The matter of depth in a princess-cut

In a round stone, the depth of a stone, measured as a percentage of the diameter, is a direct indication of the spread of that stone. Basically, one could say that a higher depth means a lower spread, while a lower depth indicates a higher spread.

Unfortunately, using well-known and tested procedures for rounds on fancies does not always work, and very often, one could be misled by simply using the rule for rounds on fancies. The depth of a princess-cut is a classic example.

In this, both technical as psychological differences are at play.

1. The technical difference

A round brilliant is a symmetrical stone with one main pavilion angle and one main crown angle. As such the depth of a stone is a direct result of that pavilion angle, that crown angle in combination with the table size and the thickness of the girdle.

Because of the round brilliant being such a straightforward stone, the rule that depth relates to spread can be applied.

Not so in a princess-cut however. To start, a princess-cut has two main pavilion angles and two main crown angles. On top of that, the table size of a princess varies considerably from 55% up to higher than 80%. Below, you can find an illustration of A.G.S.-Laboratories, which clearly shows the different angles.

Now, you should pay attention to the pavilion of this stone. The ‘pavilion 2’ goes from the girdle to the culet, and it is therefore this pavilion angle, which sets the pavilion depth.

‘Pavilion 1’ on the other hand can vary considerably in angle, without the pavilion depth being affected. It is precisely in this area that a cutter can hide a lot of weight without the total depth being affected.

2. The psychological difference

When looking at a round brilliant, we are used to seeing total depths around 60%. Psychologically, a total depth of 70% and higher in a princess-cut automatically seems extremely deep.

However, one should consider that both depths are not measured in the same way.

In a round, the total depth is a percentage of the average diameter of the stone.
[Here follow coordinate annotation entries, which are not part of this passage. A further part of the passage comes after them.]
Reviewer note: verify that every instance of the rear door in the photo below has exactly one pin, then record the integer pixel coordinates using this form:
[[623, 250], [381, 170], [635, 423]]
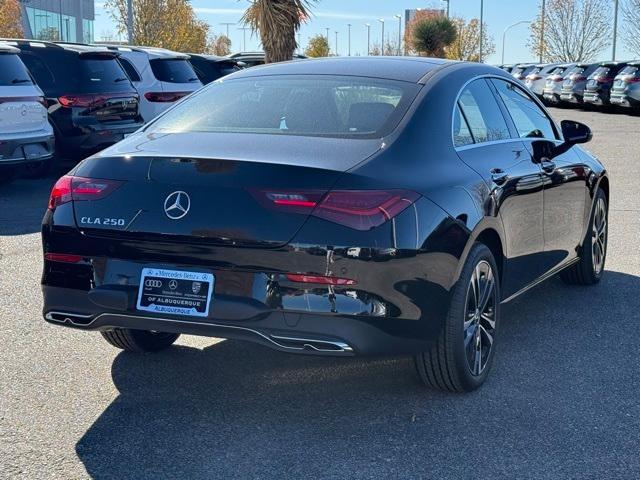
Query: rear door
[[514, 180], [564, 176]]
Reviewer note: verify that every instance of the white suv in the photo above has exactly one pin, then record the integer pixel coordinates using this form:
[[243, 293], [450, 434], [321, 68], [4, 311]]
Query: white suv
[[160, 76], [26, 136]]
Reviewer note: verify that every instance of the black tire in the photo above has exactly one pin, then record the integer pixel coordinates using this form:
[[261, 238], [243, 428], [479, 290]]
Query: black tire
[[589, 269], [447, 365], [139, 340]]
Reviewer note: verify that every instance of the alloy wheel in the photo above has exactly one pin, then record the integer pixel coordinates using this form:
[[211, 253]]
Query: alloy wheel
[[480, 317], [599, 236]]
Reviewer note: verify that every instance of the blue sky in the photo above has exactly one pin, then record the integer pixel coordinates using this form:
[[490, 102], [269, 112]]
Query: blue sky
[[336, 14]]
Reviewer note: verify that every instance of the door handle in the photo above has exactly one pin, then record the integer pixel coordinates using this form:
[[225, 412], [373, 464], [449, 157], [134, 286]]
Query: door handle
[[499, 176], [548, 166]]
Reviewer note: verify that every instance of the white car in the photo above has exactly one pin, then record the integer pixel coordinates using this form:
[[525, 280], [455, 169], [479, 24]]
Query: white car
[[26, 136], [161, 77]]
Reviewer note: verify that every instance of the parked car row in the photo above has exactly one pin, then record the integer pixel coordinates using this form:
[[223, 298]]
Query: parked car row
[[67, 100], [599, 84]]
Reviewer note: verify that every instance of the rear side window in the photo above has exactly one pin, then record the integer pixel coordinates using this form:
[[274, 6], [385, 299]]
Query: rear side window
[[102, 75], [13, 71], [461, 133], [485, 119], [329, 106], [173, 70], [130, 69], [39, 70], [630, 70], [529, 119]]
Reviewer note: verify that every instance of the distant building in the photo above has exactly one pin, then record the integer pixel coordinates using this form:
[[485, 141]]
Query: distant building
[[65, 20], [410, 14]]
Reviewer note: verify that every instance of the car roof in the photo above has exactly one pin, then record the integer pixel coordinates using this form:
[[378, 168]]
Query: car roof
[[77, 48], [212, 58], [408, 69], [152, 52], [4, 48]]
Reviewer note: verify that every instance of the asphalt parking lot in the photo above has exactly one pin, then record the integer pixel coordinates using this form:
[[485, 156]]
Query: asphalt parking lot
[[563, 400]]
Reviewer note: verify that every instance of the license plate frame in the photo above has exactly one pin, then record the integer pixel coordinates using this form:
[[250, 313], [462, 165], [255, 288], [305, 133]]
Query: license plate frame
[[175, 292]]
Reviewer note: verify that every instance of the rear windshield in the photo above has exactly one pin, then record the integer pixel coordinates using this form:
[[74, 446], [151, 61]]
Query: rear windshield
[[342, 107], [630, 70], [173, 71], [600, 72], [13, 71]]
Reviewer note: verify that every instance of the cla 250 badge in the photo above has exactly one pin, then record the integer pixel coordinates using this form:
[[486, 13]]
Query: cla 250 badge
[[108, 222]]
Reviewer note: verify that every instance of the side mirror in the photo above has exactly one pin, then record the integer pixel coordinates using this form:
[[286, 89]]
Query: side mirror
[[575, 132]]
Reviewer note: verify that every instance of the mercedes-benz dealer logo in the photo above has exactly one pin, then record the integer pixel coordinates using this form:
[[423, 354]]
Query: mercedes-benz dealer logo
[[177, 205]]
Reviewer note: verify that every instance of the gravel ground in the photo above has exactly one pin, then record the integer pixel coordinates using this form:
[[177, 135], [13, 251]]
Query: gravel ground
[[563, 400]]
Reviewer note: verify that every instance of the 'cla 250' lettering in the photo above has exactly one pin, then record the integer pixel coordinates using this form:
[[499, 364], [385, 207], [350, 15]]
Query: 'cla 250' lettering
[[109, 222]]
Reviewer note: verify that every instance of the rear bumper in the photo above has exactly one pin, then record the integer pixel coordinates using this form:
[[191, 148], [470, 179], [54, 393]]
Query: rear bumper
[[287, 331], [20, 149]]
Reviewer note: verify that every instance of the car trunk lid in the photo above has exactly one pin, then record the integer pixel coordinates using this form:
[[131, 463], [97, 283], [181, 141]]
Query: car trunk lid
[[216, 195]]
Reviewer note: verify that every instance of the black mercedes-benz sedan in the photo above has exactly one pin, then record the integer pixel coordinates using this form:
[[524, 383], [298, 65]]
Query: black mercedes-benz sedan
[[360, 206]]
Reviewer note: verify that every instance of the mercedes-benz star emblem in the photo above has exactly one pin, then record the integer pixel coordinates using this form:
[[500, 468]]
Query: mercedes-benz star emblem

In a princess however, and in any fancy shape, for that matter, the total depth is a percentage of the lowest diameter.

Let us consider a perfectly square princess with a diameter of 6mm. from side to side. With a depth of 4.5 mm., we will calculate a depth percentage of 75%.

However, if we would measure the diameter from point to point, the diameter would be 8.49 mm., and the depth percentage of the highest diameter is only 53.03%.

Now, if we would work with total depth compared to the average diameter of a princess-cut, like we do in rounds, the depth percentage is 62.13%.

You will agree with me that there is a psychological difference between a depth percentage of 75% (traditional measurement) and 62.13% (measured on average diameter).

3. Conclusion

This is a very short, but important article. It shows how even the simplest rules of rounds do not necessarily apply to fancy shapes.

I hope that you have enjoyed this little arithmetic.